While I share Charlie Mead's vision for SAIF (and I've worked on it a bit), I agree that we should not recommend any terse conformance to it in this community right now. This is because it's too nascent and the inherent complexity within this space. I mentioned it to essentially convey the spirit (by example) of using more engineering rigor to identify the unique information and behavioral aspects of veterinary medicine at the logical level (something this appropriate for this group to work on ) and how this may be used to inform the myriad of options at the implementation level (for those that exist or for anyone who wants to proffer something new).

As you know there is considerable inertia and anxiety about reuse of existing standards or specifications in veterinary informatics. For example, a recent discussion on the AVI list and our recent annual meeting was about potential gaps of existing SNOMED CT subsets developed from requirements in another environment and how (paraphrasing) "it doesn't meet our needs, we may just have to use the whole shebang (all of SNOMED CT) and that's too complicated right now".

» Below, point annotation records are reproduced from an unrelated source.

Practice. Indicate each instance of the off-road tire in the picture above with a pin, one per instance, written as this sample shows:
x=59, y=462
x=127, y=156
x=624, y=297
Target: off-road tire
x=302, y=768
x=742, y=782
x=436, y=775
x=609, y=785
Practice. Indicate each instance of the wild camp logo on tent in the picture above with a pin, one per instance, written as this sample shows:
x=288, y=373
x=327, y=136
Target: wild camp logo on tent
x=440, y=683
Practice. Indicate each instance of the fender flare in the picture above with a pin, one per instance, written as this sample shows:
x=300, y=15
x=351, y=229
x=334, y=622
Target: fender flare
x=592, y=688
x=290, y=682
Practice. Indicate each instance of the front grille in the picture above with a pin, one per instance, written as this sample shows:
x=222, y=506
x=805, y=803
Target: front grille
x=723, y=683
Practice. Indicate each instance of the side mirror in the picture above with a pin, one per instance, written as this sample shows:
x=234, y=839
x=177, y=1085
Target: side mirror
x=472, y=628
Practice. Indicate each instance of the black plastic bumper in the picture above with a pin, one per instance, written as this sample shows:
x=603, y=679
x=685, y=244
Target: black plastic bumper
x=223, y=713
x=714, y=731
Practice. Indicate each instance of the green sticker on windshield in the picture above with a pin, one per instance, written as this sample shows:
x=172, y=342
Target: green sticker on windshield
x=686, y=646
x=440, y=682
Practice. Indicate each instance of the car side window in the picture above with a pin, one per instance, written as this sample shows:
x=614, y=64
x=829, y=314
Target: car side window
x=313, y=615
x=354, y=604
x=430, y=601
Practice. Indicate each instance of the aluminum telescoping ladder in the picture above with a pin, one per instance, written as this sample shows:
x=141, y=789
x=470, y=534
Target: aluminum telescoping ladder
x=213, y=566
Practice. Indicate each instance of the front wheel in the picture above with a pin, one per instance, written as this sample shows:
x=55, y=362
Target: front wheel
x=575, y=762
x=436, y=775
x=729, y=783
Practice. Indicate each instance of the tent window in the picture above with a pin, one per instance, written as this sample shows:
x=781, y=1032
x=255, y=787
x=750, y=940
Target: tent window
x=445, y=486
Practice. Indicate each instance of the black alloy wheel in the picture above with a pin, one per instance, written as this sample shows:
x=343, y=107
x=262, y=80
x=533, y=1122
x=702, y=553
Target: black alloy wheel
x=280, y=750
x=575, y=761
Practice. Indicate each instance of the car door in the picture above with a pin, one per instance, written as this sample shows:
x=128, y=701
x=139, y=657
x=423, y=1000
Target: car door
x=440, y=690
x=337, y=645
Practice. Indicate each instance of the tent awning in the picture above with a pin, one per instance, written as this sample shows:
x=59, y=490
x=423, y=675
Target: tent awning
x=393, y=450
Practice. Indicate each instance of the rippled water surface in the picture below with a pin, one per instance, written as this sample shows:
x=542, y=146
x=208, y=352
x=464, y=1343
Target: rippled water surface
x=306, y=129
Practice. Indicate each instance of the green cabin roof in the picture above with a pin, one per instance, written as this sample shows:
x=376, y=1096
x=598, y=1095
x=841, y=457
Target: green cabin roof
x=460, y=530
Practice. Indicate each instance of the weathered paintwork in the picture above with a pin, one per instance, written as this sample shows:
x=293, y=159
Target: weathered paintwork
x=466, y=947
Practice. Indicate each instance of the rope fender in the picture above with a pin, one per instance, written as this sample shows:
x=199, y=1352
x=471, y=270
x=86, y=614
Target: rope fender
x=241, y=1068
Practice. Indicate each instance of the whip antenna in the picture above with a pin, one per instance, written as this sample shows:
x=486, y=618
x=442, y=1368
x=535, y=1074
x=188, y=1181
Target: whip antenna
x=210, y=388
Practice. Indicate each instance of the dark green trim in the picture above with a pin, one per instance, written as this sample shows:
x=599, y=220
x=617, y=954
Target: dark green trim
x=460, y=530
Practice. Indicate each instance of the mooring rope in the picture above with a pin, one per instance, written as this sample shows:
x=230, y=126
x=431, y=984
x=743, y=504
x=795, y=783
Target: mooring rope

We seem to introduce these false dilemmas often. The option not mentioned is to create discrete value sets scoped to a particular clinical objective, include more than one terminology source if it meets local needs and share them in a repository for exchange. Not only do the specifications already exist (CTS2, the ISO 21090 CD data type, shared value sets (SVS) by IHE, etc.), but so does the tooling.

We are actually in a better position to cherry pick and mashup the good parts from existing standards because we have so little standards-based implementation baggage. I'd like to see us better embrace SemWeb technologies (RDF/RDFa, schema.org) for example. And Grahame Grieve has reached out to veterinary medicine (as have you and others), but we haven't done a very good job to respond with open arms.